Letters | SJP and Holocaust Ignorance


Call Students for Justice in Palestine What They Are

It is a misnomer — and misleading — to refer to Students for Justice in Palestine and other organizations involved in organizing and promoting Israeli Apartheid Week as a “Palestinian Support Group” (“Palestinian Support Group at Penn Raises Ruckus,” April 19).

SJP and its ilk do nothing to help the Palestinian-Arabs. They do not call for there to be elections in the Palestinian Authority-controlled areas and Gaza. They do not demand that Palestinian-Arab leaders stop stealing foreign aid to build more villas for themselves and to pad their Swiss bank accounts. They do not rally for Palestinian-Arab officials to build hospitals and schools rather than terror tunnels and stocked arsenals. They do not insist that Hamas stop dumping raw sewage into the Mediterranean to pollute the sea, or that the Palestinian Authority pay the electric bill so that there is power for more than a few hours a day in Gaza.

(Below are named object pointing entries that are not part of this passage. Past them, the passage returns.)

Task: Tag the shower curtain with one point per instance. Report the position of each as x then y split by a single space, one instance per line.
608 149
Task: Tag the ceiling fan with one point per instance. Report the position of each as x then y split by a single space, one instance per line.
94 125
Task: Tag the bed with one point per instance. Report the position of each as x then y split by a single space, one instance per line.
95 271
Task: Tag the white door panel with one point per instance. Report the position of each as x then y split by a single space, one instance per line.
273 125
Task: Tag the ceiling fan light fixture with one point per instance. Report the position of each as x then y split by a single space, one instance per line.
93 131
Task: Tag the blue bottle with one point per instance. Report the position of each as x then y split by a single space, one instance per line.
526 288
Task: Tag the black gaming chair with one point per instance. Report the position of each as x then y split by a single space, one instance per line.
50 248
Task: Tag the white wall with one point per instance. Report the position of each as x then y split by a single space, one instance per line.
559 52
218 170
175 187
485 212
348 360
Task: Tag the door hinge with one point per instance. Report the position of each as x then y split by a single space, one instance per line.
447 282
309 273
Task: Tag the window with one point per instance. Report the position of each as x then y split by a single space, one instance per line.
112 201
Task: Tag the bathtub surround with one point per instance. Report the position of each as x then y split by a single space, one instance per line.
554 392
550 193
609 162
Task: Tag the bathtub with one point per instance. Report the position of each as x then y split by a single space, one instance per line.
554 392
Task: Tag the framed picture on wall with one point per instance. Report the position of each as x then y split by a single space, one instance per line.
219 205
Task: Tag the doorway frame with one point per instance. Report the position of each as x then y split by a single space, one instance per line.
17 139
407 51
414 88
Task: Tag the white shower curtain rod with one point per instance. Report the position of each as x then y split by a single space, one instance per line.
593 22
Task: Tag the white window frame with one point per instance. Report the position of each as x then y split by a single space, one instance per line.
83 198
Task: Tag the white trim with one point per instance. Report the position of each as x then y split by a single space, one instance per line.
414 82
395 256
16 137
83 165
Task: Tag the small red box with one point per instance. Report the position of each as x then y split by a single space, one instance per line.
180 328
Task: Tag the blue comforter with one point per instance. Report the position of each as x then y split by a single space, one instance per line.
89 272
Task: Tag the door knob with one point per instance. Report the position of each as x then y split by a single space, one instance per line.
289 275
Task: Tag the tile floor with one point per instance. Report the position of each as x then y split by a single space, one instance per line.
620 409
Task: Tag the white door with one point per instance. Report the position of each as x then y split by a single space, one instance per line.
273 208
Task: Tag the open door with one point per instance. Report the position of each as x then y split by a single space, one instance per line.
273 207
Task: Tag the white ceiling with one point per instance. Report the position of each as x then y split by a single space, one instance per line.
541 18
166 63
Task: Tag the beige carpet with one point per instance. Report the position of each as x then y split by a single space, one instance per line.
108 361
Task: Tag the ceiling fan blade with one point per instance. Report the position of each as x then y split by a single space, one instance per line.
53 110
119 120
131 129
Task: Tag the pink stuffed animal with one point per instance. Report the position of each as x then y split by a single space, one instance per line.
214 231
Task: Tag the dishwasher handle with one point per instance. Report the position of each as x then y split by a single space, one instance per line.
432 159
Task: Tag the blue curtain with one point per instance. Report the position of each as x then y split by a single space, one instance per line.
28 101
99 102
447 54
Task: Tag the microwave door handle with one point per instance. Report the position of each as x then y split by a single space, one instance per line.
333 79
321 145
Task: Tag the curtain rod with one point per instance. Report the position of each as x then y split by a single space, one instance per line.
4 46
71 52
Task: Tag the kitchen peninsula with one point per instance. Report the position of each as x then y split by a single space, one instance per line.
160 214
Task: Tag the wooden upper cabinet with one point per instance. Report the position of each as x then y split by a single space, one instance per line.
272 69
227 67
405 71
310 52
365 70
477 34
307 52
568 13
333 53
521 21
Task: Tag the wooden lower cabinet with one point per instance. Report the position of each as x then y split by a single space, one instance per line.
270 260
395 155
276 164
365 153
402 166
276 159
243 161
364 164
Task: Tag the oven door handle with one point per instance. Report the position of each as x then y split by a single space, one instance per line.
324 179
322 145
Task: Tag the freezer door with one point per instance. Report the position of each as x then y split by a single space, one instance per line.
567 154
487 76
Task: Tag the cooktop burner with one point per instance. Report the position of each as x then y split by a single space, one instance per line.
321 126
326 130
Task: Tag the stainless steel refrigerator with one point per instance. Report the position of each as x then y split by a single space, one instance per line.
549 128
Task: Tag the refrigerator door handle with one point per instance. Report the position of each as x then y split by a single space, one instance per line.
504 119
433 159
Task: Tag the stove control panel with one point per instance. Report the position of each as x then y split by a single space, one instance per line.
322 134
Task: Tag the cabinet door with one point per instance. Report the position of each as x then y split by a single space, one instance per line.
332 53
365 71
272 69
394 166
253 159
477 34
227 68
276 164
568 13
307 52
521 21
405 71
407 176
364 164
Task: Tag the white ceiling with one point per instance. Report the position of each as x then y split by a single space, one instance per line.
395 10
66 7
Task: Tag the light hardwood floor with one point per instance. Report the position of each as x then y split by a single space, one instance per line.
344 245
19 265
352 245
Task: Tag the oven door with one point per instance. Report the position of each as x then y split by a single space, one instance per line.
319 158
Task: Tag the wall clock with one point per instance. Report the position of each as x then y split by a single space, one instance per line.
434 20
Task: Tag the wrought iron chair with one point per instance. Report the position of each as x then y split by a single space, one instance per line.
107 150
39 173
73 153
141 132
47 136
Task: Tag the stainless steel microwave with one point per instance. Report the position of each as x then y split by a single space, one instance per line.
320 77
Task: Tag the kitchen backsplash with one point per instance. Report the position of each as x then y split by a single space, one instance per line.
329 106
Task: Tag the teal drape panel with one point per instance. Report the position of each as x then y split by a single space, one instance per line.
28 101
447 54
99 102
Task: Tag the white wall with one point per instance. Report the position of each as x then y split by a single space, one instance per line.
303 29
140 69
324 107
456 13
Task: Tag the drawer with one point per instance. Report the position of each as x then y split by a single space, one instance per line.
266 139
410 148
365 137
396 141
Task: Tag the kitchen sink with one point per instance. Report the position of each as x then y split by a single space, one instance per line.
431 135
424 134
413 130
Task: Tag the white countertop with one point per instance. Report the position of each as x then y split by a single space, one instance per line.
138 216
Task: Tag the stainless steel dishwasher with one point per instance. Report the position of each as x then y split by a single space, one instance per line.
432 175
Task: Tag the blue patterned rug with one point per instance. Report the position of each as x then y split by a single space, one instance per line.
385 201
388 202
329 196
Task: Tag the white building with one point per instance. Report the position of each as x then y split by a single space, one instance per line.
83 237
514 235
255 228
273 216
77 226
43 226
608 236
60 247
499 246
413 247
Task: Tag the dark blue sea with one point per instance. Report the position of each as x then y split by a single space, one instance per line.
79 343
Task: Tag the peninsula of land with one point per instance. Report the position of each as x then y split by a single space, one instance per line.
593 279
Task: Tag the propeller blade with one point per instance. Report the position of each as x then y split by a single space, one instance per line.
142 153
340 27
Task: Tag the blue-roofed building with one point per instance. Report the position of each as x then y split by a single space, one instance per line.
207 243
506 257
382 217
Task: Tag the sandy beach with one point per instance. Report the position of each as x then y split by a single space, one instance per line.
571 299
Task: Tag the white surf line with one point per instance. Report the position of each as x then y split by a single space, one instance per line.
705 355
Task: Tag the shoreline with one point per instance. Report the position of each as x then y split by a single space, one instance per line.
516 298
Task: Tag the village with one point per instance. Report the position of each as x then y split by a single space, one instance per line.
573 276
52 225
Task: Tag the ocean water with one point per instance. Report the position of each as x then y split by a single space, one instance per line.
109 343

Instead, every activity SJP and similar groups have targets Israel. They blame Israel for all that ails Palestinian Arabs. They lie about what Israel does. They deceive well-meaning people about the true nature of the Palestinian Authority, Hamas and Arab governments.

For the sake of accuracy, please call them what they plainly are: anti-Israel organizations and entities.

Lee Bender and Kevin Ross | Co-Presidents

Steve Feldman | Executive Director, Zionist Organization of America-Philadelphia Chapter

Why So Shocked About Holocaust Ignorance?

Why is the Exponent editorial board surprised that most Americans, Jews excepted, know little about the Holocaust, nothing about it or believe it never occurred (“Defining Auschwitz Shouldn’t Be Difficult,” April 19)? Of our 50 states, only five — California, Illinois, New Jersey, Florida and New York — have laws mandating the teaching of the Holocaust, while Pennsylvania’s Act 70 strongly suggests it be taught without requiring it. New York was the last to mandate teaching, and that was in 1994.

Obviously the Holocaust is not high up on any state’s teachable list.

We Jews hold memorials, build museums and constantly rail about an event that is now approximately 75 years in the rearview mirror, but it is preaching to the choir. Maybe if a concerted effort is made to teach Holocaust history in public elementary and high schools as part of world history, future non-Jewish generations will understand this horrific event, because while 6 million Jews perished, so did an additional 7 million others. It would be incredible if Jewish efforts educated the “others.”